Klaros recently partnered with Cyence to determine partner banks’ and fintechs' potential information security exposures. We found that, on average, partner banks could lose about 4–7% of their annual revenue due to cybersecurity risks. In comparison, fintech companies face potential losses of 3–5% of their annual revenue. These figures account only for tangible losses and exclude the impact of social inflation, which could substantially increase the overall estimates. The primary drivers of total losses include business interruption, first-party data breaches, and cyber extortion.


Adding AI into the mix exacerbates this risk. More than 70% of public companies in the S&P 500 now flag their use of artificial intelligence as a material risk in their public disclosures, according to a report by The Conference Board. As AI models are increasingly embedded into decision-making workflows (e.g., customer onboarding, fraud detection, credit underwriting, transaction monitoring, and customer service), they expand the attack surface for threat actors and elevate the consequences of a breach. In addition, most AI deployments involve external vendors, cloud platforms, and open-source models, which compound third-party risk in ways that current TPRM frameworks may not fully anticipate or address.


We believe partner banks and fintechs should reconsider their approach to managing information security risks. Cyence is equipped to maintain monitoring systems for banks/fintechs that need real-time solutions. For banks and fintechs that need to rethink their information security programs, Klaros can develop and provide actionable recommendations, drawing on its wealth of data and industry experience.. If you’d like to chat infosec, shoot us a note at hello@klaros.com.


About Klaros Group: Klaros Group is a boutique consulting firm that combines business know-how and deep regulatory expertise to help financial innovators and incumbents define and achieve their business goals while meeting regulatory expectations.

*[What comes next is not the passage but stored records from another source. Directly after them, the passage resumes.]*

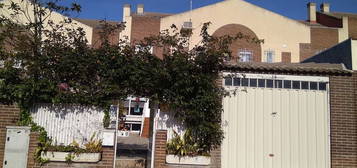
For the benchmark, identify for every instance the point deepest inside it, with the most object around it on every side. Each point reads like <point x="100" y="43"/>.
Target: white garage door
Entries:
<point x="276" y="121"/>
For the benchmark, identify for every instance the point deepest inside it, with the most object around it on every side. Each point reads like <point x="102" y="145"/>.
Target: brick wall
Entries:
<point x="160" y="154"/>
<point x="113" y="38"/>
<point x="146" y="128"/>
<point x="343" y="120"/>
<point x="321" y="38"/>
<point x="145" y="26"/>
<point x="286" y="57"/>
<point x="327" y="20"/>
<point x="160" y="149"/>
<point x="8" y="117"/>
<point x="236" y="46"/>
<point x="352" y="27"/>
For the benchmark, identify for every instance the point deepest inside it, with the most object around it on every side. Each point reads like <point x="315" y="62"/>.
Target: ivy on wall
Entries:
<point x="55" y="65"/>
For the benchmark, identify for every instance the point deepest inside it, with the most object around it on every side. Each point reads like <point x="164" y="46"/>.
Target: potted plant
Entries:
<point x="182" y="150"/>
<point x="91" y="152"/>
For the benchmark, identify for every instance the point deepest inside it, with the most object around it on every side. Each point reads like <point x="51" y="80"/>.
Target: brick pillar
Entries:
<point x="146" y="128"/>
<point x="286" y="57"/>
<point x="9" y="115"/>
<point x="343" y="120"/>
<point x="216" y="158"/>
<point x="160" y="149"/>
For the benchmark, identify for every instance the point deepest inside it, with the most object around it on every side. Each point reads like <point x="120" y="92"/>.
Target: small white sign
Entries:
<point x="108" y="138"/>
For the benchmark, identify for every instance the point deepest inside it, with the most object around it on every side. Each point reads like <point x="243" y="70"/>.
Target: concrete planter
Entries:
<point x="188" y="160"/>
<point x="82" y="157"/>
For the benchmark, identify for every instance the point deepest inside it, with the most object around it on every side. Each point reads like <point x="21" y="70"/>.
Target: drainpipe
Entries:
<point x="154" y="138"/>
<point x="116" y="136"/>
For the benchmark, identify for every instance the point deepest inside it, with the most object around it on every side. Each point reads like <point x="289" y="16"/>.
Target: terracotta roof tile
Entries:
<point x="290" y="67"/>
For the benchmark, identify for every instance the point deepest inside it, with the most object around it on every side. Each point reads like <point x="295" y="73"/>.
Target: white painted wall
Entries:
<point x="354" y="54"/>
<point x="280" y="33"/>
<point x="25" y="5"/>
<point x="296" y="136"/>
<point x="165" y="121"/>
<point x="65" y="123"/>
<point x="343" y="32"/>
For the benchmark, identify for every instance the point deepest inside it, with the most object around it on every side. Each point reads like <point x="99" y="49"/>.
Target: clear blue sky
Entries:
<point x="112" y="9"/>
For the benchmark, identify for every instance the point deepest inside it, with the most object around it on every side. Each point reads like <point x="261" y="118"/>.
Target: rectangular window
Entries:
<point x="313" y="85"/>
<point x="304" y="85"/>
<point x="269" y="83"/>
<point x="261" y="82"/>
<point x="269" y="55"/>
<point x="245" y="82"/>
<point x="296" y="84"/>
<point x="253" y="82"/>
<point x="322" y="86"/>
<point x="236" y="81"/>
<point x="228" y="81"/>
<point x="278" y="84"/>
<point x="245" y="55"/>
<point x="287" y="84"/>
<point x="139" y="48"/>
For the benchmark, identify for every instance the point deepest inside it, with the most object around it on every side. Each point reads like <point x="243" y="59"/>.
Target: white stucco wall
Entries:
<point x="280" y="33"/>
<point x="54" y="16"/>
<point x="354" y="54"/>
<point x="343" y="32"/>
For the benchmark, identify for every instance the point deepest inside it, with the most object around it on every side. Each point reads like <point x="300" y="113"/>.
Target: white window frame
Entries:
<point x="269" y="55"/>
<point x="139" y="48"/>
<point x="245" y="55"/>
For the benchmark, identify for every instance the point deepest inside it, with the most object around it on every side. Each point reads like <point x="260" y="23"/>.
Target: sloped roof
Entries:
<point x="95" y="23"/>
<point x="341" y="14"/>
<point x="289" y="67"/>
<point x="152" y="14"/>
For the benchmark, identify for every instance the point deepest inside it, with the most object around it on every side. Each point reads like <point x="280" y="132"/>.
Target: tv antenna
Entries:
<point x="190" y="10"/>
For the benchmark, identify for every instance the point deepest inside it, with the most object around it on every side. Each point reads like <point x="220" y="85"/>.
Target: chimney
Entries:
<point x="140" y="9"/>
<point x="126" y="11"/>
<point x="325" y="7"/>
<point x="311" y="12"/>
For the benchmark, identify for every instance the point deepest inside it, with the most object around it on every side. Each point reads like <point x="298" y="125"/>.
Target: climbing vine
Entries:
<point x="62" y="69"/>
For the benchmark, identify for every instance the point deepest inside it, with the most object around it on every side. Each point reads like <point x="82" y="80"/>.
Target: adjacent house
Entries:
<point x="285" y="39"/>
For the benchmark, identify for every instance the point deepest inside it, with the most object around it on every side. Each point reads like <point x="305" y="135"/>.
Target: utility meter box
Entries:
<point x="108" y="137"/>
<point x="16" y="147"/>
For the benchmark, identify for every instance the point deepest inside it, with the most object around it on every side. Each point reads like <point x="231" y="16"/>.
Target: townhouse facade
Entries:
<point x="285" y="40"/>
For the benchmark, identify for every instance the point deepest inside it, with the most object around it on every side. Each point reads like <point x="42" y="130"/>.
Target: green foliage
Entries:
<point x="106" y="119"/>
<point x="184" y="146"/>
<point x="93" y="146"/>
<point x="69" y="158"/>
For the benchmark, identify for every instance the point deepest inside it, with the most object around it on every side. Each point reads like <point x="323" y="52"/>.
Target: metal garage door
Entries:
<point x="276" y="121"/>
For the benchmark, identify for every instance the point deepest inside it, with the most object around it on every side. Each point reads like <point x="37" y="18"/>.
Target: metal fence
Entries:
<point x="66" y="123"/>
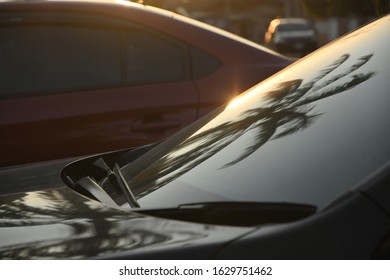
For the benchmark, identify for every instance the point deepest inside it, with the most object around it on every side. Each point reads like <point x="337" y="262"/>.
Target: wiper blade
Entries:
<point x="236" y="213"/>
<point x="125" y="187"/>
<point x="115" y="175"/>
<point x="88" y="184"/>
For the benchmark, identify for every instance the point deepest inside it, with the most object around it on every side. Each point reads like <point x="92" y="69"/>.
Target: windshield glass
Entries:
<point x="294" y="27"/>
<point x="306" y="135"/>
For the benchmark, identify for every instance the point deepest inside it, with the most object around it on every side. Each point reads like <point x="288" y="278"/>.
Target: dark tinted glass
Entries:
<point x="203" y="64"/>
<point x="40" y="59"/>
<point x="154" y="59"/>
<point x="307" y="135"/>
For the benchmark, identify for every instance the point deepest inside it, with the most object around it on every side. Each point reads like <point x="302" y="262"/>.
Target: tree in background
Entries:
<point x="326" y="8"/>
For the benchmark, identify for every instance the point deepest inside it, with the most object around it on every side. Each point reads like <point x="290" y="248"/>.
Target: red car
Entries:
<point x="78" y="78"/>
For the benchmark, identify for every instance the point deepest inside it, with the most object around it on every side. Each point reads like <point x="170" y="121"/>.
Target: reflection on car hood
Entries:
<point x="62" y="224"/>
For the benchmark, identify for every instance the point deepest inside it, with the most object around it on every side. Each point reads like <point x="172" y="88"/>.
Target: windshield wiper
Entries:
<point x="113" y="176"/>
<point x="236" y="213"/>
<point x="125" y="187"/>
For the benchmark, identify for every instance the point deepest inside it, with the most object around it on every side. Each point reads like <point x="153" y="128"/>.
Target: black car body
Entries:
<point x="291" y="35"/>
<point x="297" y="167"/>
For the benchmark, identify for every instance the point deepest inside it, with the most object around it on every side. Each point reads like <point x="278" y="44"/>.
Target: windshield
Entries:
<point x="294" y="27"/>
<point x="307" y="135"/>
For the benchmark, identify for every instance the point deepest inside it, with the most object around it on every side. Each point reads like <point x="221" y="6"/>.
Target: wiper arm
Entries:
<point x="236" y="213"/>
<point x="116" y="174"/>
<point x="125" y="187"/>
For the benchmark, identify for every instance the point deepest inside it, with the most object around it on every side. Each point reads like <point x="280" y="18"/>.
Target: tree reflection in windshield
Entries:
<point x="71" y="226"/>
<point x="287" y="109"/>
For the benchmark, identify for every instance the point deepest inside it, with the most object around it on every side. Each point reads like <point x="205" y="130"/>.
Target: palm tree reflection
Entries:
<point x="60" y="224"/>
<point x="287" y="108"/>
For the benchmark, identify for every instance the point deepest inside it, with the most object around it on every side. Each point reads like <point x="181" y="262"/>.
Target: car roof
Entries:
<point x="141" y="8"/>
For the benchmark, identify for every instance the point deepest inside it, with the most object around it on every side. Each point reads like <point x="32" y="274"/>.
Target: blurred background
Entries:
<point x="250" y="18"/>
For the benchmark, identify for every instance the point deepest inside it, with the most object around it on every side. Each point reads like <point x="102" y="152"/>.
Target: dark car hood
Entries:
<point x="60" y="223"/>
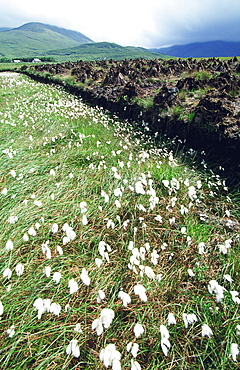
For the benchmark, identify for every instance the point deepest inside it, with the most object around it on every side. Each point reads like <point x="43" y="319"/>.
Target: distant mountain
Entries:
<point x="202" y="49"/>
<point x="2" y="29"/>
<point x="102" y="50"/>
<point x="33" y="39"/>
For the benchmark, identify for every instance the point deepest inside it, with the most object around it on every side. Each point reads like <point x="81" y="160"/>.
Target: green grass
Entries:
<point x="43" y="129"/>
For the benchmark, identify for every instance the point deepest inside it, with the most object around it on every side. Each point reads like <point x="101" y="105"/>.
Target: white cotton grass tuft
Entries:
<point x="73" y="348"/>
<point x="138" y="330"/>
<point x="190" y="272"/>
<point x="215" y="288"/>
<point x="141" y="292"/>
<point x="78" y="328"/>
<point x="54" y="228"/>
<point x="1" y="308"/>
<point x="110" y="357"/>
<point x="47" y="271"/>
<point x="234" y="351"/>
<point x="12" y="219"/>
<point x="4" y="191"/>
<point x="206" y="331"/>
<point x="25" y="237"/>
<point x="57" y="277"/>
<point x="135" y="365"/>
<point x="104" y="321"/>
<point x="133" y="347"/>
<point x="126" y="299"/>
<point x="42" y="306"/>
<point x="7" y="273"/>
<point x="55" y="308"/>
<point x="100" y="296"/>
<point x="84" y="277"/>
<point x="165" y="344"/>
<point x="84" y="220"/>
<point x="9" y="245"/>
<point x="171" y="319"/>
<point x="73" y="286"/>
<point x="189" y="319"/>
<point x="32" y="231"/>
<point x="11" y="331"/>
<point x="19" y="269"/>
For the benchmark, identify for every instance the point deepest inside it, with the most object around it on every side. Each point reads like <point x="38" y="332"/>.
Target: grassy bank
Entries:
<point x="107" y="239"/>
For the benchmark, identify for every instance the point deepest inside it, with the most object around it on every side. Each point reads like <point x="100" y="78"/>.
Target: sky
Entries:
<point x="146" y="23"/>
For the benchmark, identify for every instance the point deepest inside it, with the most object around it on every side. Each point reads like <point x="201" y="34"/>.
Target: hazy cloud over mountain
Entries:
<point x="150" y="23"/>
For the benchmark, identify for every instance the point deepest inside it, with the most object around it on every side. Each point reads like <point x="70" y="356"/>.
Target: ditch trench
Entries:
<point x="221" y="150"/>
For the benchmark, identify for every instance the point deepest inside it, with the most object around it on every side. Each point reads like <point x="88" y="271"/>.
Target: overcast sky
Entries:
<point x="147" y="23"/>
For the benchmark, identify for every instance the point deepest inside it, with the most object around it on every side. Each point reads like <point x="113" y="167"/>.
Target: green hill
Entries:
<point x="102" y="50"/>
<point x="34" y="39"/>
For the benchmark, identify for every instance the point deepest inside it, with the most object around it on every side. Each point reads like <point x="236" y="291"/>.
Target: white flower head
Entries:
<point x="190" y="272"/>
<point x="73" y="286"/>
<point x="78" y="328"/>
<point x="189" y="319"/>
<point x="9" y="245"/>
<point x="1" y="308"/>
<point x="73" y="348"/>
<point x="84" y="277"/>
<point x="165" y="344"/>
<point x="54" y="228"/>
<point x="126" y="299"/>
<point x="214" y="287"/>
<point x="7" y="273"/>
<point x="47" y="271"/>
<point x="84" y="220"/>
<point x="138" y="330"/>
<point x="107" y="316"/>
<point x="110" y="357"/>
<point x="98" y="326"/>
<point x="206" y="331"/>
<point x="141" y="292"/>
<point x="133" y="347"/>
<point x="32" y="231"/>
<point x="234" y="351"/>
<point x="19" y="269"/>
<point x="56" y="277"/>
<point x="101" y="295"/>
<point x="11" y="331"/>
<point x="171" y="319"/>
<point x="135" y="365"/>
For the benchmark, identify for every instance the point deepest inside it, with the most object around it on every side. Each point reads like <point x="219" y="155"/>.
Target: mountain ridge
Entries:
<point x="206" y="49"/>
<point x="35" y="38"/>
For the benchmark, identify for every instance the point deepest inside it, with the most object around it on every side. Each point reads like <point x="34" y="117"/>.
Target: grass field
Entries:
<point x="114" y="253"/>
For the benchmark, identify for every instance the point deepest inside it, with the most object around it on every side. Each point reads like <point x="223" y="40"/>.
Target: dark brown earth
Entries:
<point x="196" y="100"/>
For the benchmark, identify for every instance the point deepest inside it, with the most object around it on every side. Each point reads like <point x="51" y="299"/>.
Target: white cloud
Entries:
<point x="131" y="22"/>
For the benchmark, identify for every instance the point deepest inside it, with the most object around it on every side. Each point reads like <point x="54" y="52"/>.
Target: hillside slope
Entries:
<point x="102" y="50"/>
<point x="202" y="49"/>
<point x="33" y="39"/>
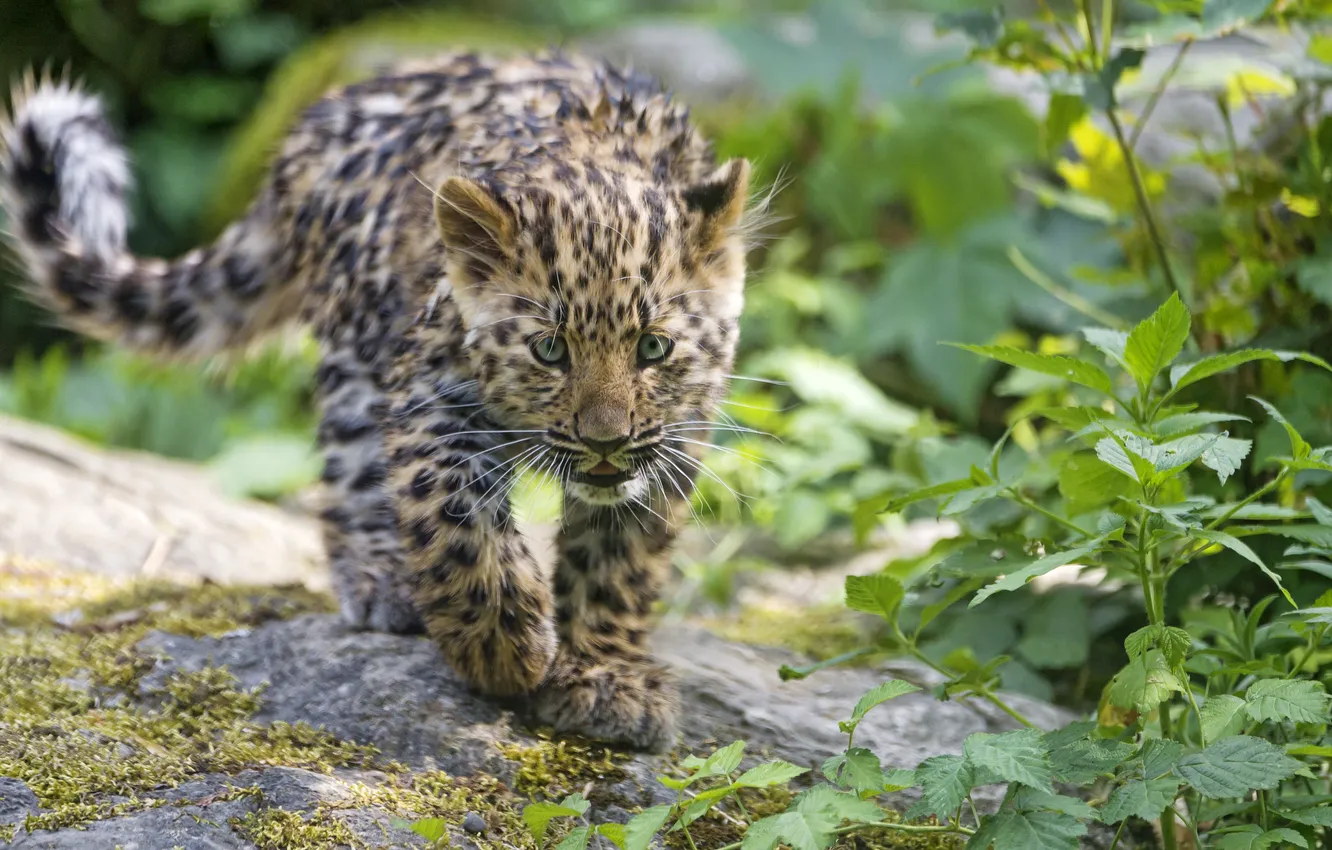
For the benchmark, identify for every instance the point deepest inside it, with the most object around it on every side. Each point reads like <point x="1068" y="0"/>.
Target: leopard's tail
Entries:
<point x="63" y="184"/>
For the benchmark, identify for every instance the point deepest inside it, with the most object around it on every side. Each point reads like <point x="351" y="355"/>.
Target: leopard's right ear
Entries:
<point x="476" y="225"/>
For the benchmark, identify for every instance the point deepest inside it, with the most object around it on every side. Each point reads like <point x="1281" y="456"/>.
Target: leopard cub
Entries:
<point x="524" y="263"/>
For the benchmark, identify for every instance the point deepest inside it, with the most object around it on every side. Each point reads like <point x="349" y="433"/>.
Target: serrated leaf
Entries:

About Cyence: Cyence, now part of Guidewire Software, is a leading provider of data-driven cyber-risk intelligence built specifically for financial institutions and insurers. Originally founded as an independent cyber-analytics company, Cyence pioneered the use of internet-scale telemetry, behavioral modeling, and external attack-surface analytics to quantify cyber exposure in economic terms. Today, Cyence combines deep technical visibility into threat activity with actuarial-grade modeling, enabling banks to understand not just where their digital vulnerabilities lie, but what those vulnerabilities mean in terms of regulatory, operational, financial, and systemic impact. With a global customer base and a track record of supporting the world’s largest insurers and financial organizations, Cyence’s trusted status is the direct result of its rigorous practice of data science, continuously updated threat intelligence, and proven ability to translate complex cyber risks into actionable business insights for executive decision-makers.


Methodology

The Cyence modeling approach is based on a massive, continuously maintained dataset of financial-sector organization information, with scoring and predictive models calibrated against roughly $19.2 trillion in modeled annual financial-sector revenue. Drawing from more than 2,000 fintech and 30,000 financial firms within a broader pool of over 400,000 companies, Cyence models capture how revenue scale, digital footprint, and operating structure shape cyber-risk exposure. The models differentiate smaller, tech-driven entrants from far larger established institutions using targeted keyword signals, operational indicators, and revenue-based heuristics—allowing each segment to be modeled according to how it actually behaves rather than averaged together. By tying cyber exposure directly to the economic realities of modeled companies, Cyence enables financial service and fintech organizations to understand where financial losses are most likely to concentrate, how risk varies across business types, and which mitigation strategies deliver the greatest return on investment.  


Model components are periodically tested against real-world incident data, and updated accordingly to reflect the latest trends and shifts in outcomes, event pathways, and predictors.  Cyence employs methodologies that reasonably stabilize results across the timeframe, offering an informed and steady solution that the industries can rely on now and in the future.